Feb 15, 2008
2007 Lexus LS 460 L: This is big!
|
 |
In these tough economic times, even the very rich are evaluating their spending habits with more than the usual care. Just recently, we read of a Las Vegas business executive who cut her clothing budget from $3,000 per month to just $500.
So where does a $72,000 passenger car fit into the average tycoon’s budget? Well, if it’s a Lexus LS 460 L, it fits quite well. Not only is this Lexus tweaked and tested to a fault, but it’s engineered to cure carbon-footprint guilt. Its ultra-low-emissions 380-horsepower V-8 engine and eight-speed automatic transmission deliver a surprising 24 mpg on the highway.
Make no mistake, this Lexus is big: 17 feet long, more than 6 feet wide and 4,332 pounds. Driving a car of such extraordinary dimensions and quality reacquaints you with the sense of being at the top of the food chain.
Our 2007 LS 460 L — that’s the extended-body version with a limousine-like back seat — started at $71,000. The 2008 model, little changed from 2007, starts $1,000 higher. To call this car loaded with standard equipment would be an understatement, but Lexus managed to add a few thousand dollars worth of optional goodies that brought the sticker price to almost $81,000.

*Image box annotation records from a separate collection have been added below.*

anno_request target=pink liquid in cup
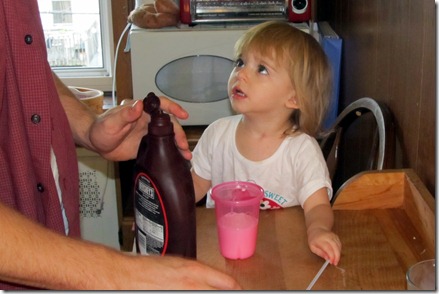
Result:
[218,212,258,259]
[211,181,264,259]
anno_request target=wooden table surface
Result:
[197,170,435,290]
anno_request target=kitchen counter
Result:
[197,169,435,290]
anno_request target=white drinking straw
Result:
[306,260,329,290]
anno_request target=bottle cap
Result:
[143,92,174,136]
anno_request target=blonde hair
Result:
[235,21,332,136]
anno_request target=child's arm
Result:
[303,188,341,265]
[191,169,211,203]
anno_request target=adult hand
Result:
[89,97,192,161]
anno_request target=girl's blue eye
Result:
[258,65,268,75]
[235,58,244,67]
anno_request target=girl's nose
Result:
[235,67,246,79]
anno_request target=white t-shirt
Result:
[191,115,332,209]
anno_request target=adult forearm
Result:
[52,73,96,150]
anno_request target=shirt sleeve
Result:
[295,139,332,207]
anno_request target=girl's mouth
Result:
[232,87,246,98]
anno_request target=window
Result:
[38,0,113,91]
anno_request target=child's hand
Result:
[308,228,341,265]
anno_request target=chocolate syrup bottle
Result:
[134,92,197,259]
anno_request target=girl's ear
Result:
[285,90,299,109]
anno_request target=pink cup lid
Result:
[211,181,264,205]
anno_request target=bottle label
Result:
[134,173,168,255]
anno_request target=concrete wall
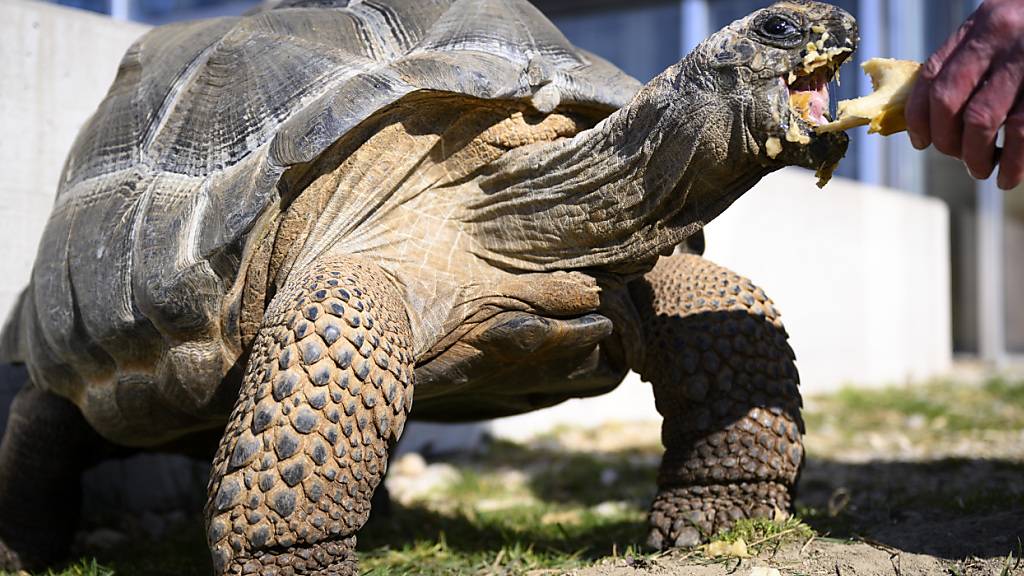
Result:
[0,0,146,429]
[0,0,146,315]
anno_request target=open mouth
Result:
[786,67,837,126]
[781,31,853,136]
[765,35,853,187]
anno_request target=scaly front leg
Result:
[207,257,413,576]
[630,255,804,548]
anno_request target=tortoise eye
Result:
[761,15,800,39]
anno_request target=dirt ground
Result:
[19,380,1024,576]
[570,541,1007,576]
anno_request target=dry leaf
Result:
[706,538,751,558]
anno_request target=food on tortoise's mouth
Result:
[814,58,921,136]
[765,34,853,188]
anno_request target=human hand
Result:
[906,0,1024,190]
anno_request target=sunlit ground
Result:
[4,379,1024,576]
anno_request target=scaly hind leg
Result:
[207,257,414,576]
[0,382,102,571]
[630,255,804,548]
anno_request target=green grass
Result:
[4,379,1024,576]
[715,517,816,554]
[805,378,1024,434]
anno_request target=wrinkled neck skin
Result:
[464,46,774,274]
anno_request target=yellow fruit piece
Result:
[705,538,751,558]
[814,58,921,136]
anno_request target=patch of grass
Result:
[0,559,114,576]
[714,517,816,554]
[804,378,1024,435]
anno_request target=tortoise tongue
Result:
[790,82,828,125]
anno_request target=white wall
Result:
[706,166,952,392]
[489,169,952,438]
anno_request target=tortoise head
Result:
[689,0,859,179]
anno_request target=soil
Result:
[571,541,1020,576]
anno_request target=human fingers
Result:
[959,48,1024,179]
[996,98,1024,190]
[928,28,996,157]
[906,17,974,150]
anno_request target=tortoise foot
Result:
[647,482,791,549]
[224,536,358,576]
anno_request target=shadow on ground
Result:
[798,453,1024,560]
[66,446,1024,576]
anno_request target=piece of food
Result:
[815,58,921,136]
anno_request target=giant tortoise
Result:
[0,0,857,574]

“So you drive an $81,000 car,” Shania Twain might have sung. “That don’t impress me much.” Well, it sure impressed us. Usually, when we find ourselves at the wheel of a car with a crazy-high price, we start finding tiny flaws just so we can say “Aha! Last week we drove a car that had a quarter inch of front legroom more and cost less than half as much.” But we couldn’t find anything not to like about this car. Oh, we could go on about conspicuous consumption, but the LS 460 L justifies itself by its own perfection.
It would be another understatement to mention Lexus really, really thought this model through. Here’s a quick example from the company’s press package: “The interior cabin of the LS demanded not only exceptional silence, but the quality of the sounds had to be pleasing … . For example, engineers tuned the sound of the doors opening and closing by studying the sounds of skillfully crafted wood doors in luxury homes.” Believe it.
The LS series — it includes a regular-length version that starts at $62,000 and the $104,000 LS 600 L — earned the highest possible crash-test scores from the Insurance Institute for Highway Safety and much-better-than-average reliability ratings from Consumer Reports magazine. No surprise there.
Critics who have subjected the LS 460 to more rigorous testing than we did claim it’s less agile than its European competitors on twisting roads, and the state-of-the-art Advanced Parking Guidance System (a $700 option), which parallel-parks the Lexus, works at its own leisurely pace. But we were drawn to this car nonetheless, despite the fact (or perhaps because) it’s unattainable for most.